Lors de son inspection de cinq prisons sénégalaises, la Rapporteuse spéciale a constaté des conditions de détention effroyables. « Certaines pièces étaient littéralement bondées de prisonniers. Les gens dormaient par quarts et dans les couloirs, et il y avait beaucoup trop peu d’installations sanitaires. De telles conditions de détention ne peuvent pas devenir normales. La situation est critique », relate-t-elle.

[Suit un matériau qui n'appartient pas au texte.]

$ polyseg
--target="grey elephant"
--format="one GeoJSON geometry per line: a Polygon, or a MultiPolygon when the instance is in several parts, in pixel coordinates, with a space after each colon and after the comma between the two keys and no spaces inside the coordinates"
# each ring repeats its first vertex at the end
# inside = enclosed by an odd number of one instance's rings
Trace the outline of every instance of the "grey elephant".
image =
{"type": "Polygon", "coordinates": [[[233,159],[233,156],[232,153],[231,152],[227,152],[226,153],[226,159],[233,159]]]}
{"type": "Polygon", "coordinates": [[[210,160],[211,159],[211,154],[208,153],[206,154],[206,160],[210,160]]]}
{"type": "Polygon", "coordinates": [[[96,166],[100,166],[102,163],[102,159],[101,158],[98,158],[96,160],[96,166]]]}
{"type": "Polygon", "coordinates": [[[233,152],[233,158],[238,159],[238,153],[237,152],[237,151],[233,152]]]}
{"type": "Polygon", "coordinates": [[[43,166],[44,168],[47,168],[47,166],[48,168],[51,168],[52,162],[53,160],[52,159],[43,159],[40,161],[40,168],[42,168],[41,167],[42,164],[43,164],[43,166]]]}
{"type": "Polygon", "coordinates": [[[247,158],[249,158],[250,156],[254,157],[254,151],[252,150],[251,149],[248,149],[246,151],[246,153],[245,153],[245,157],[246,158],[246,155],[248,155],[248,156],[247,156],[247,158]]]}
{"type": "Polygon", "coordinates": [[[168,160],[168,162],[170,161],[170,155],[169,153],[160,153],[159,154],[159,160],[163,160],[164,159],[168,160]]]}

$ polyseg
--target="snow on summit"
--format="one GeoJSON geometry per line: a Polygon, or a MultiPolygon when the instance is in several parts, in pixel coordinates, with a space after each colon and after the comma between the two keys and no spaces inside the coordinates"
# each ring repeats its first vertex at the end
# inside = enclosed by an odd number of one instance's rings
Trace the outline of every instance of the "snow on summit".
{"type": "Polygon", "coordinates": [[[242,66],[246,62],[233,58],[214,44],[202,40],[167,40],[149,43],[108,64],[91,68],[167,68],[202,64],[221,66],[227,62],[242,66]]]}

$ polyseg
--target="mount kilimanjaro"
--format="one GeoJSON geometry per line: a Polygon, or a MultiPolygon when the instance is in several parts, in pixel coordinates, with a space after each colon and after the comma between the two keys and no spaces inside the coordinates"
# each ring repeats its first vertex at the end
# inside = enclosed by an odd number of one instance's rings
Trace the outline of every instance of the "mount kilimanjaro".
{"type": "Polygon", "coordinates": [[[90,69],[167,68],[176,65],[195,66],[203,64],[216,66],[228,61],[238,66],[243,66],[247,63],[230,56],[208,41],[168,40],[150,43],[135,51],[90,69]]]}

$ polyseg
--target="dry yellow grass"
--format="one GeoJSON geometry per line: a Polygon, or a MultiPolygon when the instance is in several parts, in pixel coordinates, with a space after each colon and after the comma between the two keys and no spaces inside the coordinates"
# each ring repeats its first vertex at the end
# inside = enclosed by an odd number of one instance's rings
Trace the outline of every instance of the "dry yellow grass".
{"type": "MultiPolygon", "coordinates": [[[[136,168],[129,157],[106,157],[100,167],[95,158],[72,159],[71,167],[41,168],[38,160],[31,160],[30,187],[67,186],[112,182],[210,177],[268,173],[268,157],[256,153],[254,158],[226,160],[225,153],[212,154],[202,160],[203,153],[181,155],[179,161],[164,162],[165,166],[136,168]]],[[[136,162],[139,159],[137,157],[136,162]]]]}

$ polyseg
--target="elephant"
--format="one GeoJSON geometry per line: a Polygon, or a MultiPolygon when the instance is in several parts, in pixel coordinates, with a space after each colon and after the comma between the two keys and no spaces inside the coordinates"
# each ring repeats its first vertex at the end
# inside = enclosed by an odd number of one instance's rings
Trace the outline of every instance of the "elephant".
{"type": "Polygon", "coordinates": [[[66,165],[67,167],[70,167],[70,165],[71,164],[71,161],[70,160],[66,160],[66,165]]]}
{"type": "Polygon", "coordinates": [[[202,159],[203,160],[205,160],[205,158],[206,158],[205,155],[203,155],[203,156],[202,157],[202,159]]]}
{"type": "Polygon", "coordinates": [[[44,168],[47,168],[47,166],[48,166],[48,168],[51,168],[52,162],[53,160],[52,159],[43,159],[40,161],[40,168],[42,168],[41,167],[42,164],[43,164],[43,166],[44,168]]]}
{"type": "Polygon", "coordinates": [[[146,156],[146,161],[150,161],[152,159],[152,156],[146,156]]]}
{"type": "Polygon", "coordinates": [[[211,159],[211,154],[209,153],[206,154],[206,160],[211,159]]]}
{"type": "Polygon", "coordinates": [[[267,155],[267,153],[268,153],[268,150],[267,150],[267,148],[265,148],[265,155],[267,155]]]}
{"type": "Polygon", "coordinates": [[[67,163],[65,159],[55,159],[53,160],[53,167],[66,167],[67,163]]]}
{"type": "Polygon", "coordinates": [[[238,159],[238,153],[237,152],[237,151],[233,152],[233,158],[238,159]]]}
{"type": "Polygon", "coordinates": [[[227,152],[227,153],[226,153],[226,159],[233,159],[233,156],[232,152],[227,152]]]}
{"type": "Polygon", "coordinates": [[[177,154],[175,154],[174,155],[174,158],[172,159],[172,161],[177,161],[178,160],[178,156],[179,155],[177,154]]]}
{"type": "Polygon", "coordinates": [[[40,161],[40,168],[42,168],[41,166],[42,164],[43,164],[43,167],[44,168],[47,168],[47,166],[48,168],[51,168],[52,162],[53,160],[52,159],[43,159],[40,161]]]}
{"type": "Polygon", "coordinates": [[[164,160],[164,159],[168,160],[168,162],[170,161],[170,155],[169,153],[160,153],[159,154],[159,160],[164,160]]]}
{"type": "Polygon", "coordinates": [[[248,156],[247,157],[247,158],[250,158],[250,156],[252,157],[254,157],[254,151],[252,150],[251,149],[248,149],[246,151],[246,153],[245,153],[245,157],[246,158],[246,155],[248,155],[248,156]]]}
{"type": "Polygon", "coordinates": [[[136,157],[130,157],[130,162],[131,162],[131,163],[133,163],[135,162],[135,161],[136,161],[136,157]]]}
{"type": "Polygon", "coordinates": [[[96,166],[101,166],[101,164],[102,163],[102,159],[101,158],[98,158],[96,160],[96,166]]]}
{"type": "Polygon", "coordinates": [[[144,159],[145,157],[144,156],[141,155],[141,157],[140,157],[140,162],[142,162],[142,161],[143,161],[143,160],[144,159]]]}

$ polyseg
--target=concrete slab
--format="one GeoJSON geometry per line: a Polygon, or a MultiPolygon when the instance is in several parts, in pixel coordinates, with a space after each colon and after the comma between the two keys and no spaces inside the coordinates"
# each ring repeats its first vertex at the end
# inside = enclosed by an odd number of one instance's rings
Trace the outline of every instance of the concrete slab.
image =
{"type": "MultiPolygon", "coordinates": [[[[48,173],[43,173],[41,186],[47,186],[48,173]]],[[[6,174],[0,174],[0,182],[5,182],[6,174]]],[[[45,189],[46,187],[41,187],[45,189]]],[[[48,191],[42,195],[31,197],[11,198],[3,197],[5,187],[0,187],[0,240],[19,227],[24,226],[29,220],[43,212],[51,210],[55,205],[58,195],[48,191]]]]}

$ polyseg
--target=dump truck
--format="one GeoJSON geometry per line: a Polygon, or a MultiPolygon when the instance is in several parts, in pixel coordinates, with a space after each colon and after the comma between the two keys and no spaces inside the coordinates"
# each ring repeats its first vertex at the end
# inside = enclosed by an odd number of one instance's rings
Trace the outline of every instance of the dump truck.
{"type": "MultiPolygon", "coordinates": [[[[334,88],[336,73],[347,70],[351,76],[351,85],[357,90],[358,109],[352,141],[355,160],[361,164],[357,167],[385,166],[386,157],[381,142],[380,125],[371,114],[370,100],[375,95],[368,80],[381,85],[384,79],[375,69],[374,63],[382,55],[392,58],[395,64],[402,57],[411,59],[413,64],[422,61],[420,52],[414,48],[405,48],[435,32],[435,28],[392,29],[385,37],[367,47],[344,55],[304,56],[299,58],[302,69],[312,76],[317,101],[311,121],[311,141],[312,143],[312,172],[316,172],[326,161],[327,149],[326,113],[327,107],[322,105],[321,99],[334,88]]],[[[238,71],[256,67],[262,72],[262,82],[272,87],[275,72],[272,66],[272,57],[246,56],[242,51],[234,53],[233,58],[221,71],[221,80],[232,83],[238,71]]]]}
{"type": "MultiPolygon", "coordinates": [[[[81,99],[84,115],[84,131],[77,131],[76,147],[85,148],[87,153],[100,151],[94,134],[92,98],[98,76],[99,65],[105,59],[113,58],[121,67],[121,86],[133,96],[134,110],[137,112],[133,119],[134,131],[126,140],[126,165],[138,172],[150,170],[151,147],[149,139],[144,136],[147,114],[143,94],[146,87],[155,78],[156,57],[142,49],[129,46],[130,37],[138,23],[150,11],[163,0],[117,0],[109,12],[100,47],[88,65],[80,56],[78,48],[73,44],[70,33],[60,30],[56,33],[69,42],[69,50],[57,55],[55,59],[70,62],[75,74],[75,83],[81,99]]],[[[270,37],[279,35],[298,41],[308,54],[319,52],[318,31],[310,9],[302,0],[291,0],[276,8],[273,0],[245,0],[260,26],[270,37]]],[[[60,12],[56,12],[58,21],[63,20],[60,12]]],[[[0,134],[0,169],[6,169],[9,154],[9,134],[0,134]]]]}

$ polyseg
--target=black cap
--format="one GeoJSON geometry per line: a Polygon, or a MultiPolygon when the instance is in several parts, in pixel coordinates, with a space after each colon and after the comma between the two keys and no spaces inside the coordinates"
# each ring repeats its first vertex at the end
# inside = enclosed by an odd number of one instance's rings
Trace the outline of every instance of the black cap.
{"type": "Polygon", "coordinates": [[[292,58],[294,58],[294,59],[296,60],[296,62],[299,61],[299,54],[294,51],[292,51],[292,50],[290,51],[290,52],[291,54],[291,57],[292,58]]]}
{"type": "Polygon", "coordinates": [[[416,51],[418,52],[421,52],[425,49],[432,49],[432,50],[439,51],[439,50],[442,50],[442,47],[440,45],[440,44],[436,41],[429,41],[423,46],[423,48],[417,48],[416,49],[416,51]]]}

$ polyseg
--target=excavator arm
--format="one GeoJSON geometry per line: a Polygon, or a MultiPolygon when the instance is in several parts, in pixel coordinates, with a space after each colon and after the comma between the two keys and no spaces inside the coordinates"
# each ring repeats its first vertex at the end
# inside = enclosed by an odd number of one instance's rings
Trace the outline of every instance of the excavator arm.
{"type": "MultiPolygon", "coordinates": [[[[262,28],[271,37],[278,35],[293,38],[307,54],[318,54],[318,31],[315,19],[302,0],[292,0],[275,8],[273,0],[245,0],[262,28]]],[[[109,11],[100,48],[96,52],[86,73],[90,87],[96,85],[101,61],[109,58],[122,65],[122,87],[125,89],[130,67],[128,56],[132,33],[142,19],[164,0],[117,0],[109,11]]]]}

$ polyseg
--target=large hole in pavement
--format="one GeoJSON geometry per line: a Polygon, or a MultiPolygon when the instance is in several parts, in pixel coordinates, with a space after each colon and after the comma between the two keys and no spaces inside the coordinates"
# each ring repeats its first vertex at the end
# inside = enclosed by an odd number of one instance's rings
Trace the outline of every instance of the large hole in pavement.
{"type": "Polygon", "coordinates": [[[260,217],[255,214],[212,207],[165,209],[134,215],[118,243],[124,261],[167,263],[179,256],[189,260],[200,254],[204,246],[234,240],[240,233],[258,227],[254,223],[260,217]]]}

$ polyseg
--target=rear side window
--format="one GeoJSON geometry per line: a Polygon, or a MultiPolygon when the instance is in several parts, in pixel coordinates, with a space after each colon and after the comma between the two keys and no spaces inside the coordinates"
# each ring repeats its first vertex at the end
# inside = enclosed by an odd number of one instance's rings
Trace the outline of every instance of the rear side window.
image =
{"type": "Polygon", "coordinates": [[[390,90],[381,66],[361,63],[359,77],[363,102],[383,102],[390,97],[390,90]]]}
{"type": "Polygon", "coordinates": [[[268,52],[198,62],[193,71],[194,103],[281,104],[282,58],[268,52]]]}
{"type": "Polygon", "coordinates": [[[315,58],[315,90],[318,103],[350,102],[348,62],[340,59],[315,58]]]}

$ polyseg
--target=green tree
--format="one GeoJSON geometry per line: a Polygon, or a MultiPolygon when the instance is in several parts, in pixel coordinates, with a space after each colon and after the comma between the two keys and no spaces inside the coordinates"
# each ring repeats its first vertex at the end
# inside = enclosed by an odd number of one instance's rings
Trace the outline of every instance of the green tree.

« La surpopulation que j’ai vue dans les prisons est dramatique et inhumaine, a déclaré Alice Jill Edwards, mettant en garde les autorités contre le risque d’exposition. Je crains fort que le problème de la surpopulation ne soit une poudrière qui pourrait exploser à tout moment, entraînant des émeutes, des violences ou la propagation rapide et incontrôlable de maladies infectieuses et transmissibles ».

Malgré les efforts des directeurs de prison, la pression sur le système pénitentiaire est telle qu’ils se voient contraints de réduire les normes les plus élémentaires, notamment en matière d’alimentation et de séparation des différentes catégories de détenus.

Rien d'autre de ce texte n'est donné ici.